Da Pisa una mano robot low cost

    Non ha ancora raggiunto la fama di One Laptop per Child di Nicholas Negroponte, ma il progetto di Maria Chiara Carrozza, direttore della Scuola Superiore Sant’Anna, coniuga alta tecnologia e diritti fondamentali in maniera altrettanto mirabile. Non parliamo di computer a prezzo politico ma di una mano robotica, di una protesi raffinatissima, a costi limitati: circa 100 dollari contro i 20mila dollari di una protesi corrente. Così da poter essere usata soprattutto nei paesi emergenti o in quelli flagellati da conflitti, dove una disabilità anche lieve può diventare gravemente invalidante.

    Il lavoro che ha portato alla presentazione del primo prototipo è stato lungo: 10 anni di studio multidisciplinare per mettere a fuoco la complessa biomeccanica della mano, i meccanismi che sottendono ai tanti movimenti, l’analisi della percezione tattile. Il tutto per cercare di imitare al meglio quello che accade in natura. L’ultimo tratto di questa lunga strada l’Istituto di BioRobotica del Sant’Anna l’ha precorso insieme ad altri 6 partner provenienti da 5 nazioni, tutti riuniti nel progetto SmartHand finanziato dall’Unione Europea.

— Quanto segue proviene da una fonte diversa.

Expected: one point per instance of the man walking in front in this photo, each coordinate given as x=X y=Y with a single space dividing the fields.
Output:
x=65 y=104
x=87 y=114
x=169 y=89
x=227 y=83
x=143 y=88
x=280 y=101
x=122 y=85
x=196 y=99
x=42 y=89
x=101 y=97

    L’obiettivo del progetto era quello di realizzare una protesi che fosse in grado di eseguire tutte le prese di una mano umana. Come hanno dimostrato i diversi test eseguiti su pazienti amputati, grazie alla mano robot è possibile scrivere, mescolare, versare dell’acqua, movimenti considerati semplici ma finora impossibili da eseguire per chi abbia una protesi. Il risultato finale è l’acquisizione di una funzionalità pari all’80% di quella naturale. La presenza di 4 motori all’interno della protesi consente di flettere e stendere le dita e cambiare la presa, mentre i 40 microsensori propriocettivi distribuiti nella struttura robotica consentono al sistema di misurare la posizione della mano nello spazio. In più, uno studio durato 5 anni sulla percezione tattile ha consentito ai ricercatori pisani di creare dita artificiali che, grazie alla presenza di particolari microsensori, riescono a distinguere i diversi tipi di tessuto. Il tatto è infatti fondamentale per potersi riappropriare della capacità di manipolazione. La mano robot viene innestata sul moncone amputato dei pazienti e i suoi elettrodi vengono applicati sui muscoli residui. È da qui che arrivano i segnali elettrici che la mano deve interpretare per potersi muovere.

    Ora che il progetto è praticamente finito – il prototipo è stato già testato su diverse persone in Italia e Svezia e nelle prossime settimane è previsto un test su pazienti cinesi -, Carrozza ha deciso di lanciare la sfida low cost. Raccolta già da Prensilia, spin-off in provincia di Pisa che si è detta pronta a mettere sul mercato la protesi a 100 dollari.